Wellington City Council is fast-tracking construction of new retaining walls while also upgrading its current ones in poor condition.
The city has been in recovery mode after getting plummeted by 670 slips in seven weeks this winter.
Eighty five high-priority slip sites from that period were prioritised down to 27 for action – seven of those will be fast-tracked for the next year and 20 the year after.
Of the almost 3000 retaining walls keeping things upright across Wellington’s hilly city, 206 are in poor or very poor condition.
But there is one which is front of mind for council transport and infrastructure manager Brad Singh.
At Chaytor Street, on the way to Karori from the city, a 200-metre-long, almost 8m-high wall holds up Northland Tunnel Road.
While it was rated in average condition, there were risks, Singh said.
“It does have limitations when it comes to seismic movement, and so at some point the wall needs to be strengthened in order to make sure it can handle any seismic event.”
Despite the wall being a top priority for expensive strengthening, Waka Kotahi this year declined council’s bid for extra funding.
Brooklyn, Khandalah, Kelburn and Johnsonville all have among the most walls or accessway walls in either poor or very poor condition.
But Wadestown and Wilton together had 15 in bad nick.

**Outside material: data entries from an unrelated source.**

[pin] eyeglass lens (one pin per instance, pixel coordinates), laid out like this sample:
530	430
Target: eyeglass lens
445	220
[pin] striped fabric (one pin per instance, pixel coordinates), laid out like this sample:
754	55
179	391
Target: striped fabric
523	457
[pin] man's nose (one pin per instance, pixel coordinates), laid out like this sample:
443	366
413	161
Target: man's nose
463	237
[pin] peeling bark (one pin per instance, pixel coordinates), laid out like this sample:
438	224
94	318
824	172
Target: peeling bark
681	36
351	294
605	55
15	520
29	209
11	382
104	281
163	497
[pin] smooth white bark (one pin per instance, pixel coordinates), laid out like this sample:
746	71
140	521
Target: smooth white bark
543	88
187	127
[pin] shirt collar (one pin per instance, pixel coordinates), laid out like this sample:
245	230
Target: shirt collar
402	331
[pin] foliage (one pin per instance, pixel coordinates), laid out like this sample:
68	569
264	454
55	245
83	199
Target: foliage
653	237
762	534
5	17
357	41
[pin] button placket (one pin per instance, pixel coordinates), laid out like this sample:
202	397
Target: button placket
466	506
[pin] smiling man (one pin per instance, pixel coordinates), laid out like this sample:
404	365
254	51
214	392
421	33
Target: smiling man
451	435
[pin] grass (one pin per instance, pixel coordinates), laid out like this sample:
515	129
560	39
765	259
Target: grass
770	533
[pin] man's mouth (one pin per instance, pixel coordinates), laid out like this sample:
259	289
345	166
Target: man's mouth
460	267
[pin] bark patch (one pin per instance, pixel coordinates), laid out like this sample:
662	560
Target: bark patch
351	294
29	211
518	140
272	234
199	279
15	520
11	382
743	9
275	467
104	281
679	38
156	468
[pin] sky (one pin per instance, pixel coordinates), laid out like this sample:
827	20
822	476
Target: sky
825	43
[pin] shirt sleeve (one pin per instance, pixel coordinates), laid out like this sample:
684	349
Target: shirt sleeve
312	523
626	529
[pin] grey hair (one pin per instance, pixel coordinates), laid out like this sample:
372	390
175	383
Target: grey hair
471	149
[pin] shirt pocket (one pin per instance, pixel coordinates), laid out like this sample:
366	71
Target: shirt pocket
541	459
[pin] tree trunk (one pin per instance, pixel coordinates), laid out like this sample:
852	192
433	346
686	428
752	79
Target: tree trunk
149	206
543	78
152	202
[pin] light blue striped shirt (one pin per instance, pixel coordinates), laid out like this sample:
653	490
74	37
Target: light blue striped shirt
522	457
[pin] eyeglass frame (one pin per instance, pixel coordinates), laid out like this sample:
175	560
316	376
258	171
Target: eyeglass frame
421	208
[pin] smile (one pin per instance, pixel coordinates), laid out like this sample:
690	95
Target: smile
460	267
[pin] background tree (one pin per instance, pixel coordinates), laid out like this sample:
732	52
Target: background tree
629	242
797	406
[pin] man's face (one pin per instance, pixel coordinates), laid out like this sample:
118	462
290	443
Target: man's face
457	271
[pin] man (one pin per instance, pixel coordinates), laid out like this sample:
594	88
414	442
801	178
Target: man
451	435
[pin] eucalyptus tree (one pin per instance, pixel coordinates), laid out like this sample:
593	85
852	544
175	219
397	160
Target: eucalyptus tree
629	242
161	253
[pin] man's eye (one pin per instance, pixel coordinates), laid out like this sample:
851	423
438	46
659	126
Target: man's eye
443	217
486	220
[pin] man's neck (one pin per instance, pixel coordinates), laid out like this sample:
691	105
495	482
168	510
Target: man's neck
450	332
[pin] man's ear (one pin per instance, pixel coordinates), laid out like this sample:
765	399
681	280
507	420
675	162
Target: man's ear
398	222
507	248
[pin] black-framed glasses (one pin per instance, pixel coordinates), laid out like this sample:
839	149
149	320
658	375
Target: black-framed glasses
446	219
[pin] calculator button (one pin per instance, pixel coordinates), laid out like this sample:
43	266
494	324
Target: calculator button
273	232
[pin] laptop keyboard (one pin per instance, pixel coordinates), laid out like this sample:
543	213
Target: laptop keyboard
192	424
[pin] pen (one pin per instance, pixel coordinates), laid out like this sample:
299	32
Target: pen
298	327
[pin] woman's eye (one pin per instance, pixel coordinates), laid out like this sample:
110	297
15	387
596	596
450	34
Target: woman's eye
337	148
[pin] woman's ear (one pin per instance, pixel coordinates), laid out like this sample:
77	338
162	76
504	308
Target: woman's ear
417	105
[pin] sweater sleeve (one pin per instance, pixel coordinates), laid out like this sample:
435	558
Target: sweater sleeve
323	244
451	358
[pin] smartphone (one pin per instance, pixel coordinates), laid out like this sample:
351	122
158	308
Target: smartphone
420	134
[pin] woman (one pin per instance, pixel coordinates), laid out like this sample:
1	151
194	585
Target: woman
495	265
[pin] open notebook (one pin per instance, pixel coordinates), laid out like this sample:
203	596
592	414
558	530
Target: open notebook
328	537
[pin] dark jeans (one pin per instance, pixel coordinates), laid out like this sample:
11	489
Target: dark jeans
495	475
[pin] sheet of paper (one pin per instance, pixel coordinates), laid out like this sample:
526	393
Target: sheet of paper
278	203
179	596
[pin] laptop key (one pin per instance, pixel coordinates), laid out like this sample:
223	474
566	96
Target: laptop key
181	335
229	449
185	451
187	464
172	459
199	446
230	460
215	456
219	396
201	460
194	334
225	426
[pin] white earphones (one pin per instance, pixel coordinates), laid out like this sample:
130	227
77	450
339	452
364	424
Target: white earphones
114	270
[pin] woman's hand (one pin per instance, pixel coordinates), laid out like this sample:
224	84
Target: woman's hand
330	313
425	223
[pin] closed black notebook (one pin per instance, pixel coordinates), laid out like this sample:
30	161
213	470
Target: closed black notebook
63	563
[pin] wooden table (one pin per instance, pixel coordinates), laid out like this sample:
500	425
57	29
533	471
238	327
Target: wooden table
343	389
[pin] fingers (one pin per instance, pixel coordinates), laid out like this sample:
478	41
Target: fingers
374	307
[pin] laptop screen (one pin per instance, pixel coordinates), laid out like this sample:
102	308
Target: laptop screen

Wadestown, which neighbours Wilton, is also a key alternative route out of the city in an earthquake – if State Highway 1 is compromised.
It was a priority area, but winter had added more to council’s plate, Singh said.
“We’ve constantly got to prioritise our workload … obviously post those slips we’ve had to reprioritise because some of those sites are more urgent than the planned walls we had on our list to build.”
But the issue for Wellington is not just where retaining walls are, it is where they are not too.
The capital has cut and filled into the hills for years, building roads and properties above or below them.
DTCE Structural Engineering director Marlo Bromley said those roads did not need consents like buildings did and it was risky.
“All the roads around Wellington, all have cut faces that are just at an unsafe angle, it’s just too steep,” Bromley said.
“So if you have a house, and it’s close-ish to a cut face that’s over the top of a public road, then you might want to have it looked at by a geotechnical engineer.”
The ground took decades to settle into place after developments like roads and properties so in the long term things should ease, Bromley said.
Over the next decade, the city council is spending more than $18 million on retaining wall upgrades and much of that will be within the first few years.
Councillor Tamatha Paul, chair of the environment and infrastructure committee, said that was necessary.
“Climate change demands that of us, because there’s nothing we can do about the fact that the weather is changing – our budget, I think, reflects that,” Paul said.
“I know that there’s ambition around the table to make as much budget commitment deliverable as we can.”
The city council will try to get more funding for the Chaytor Street wall from Waka Kotahi next year.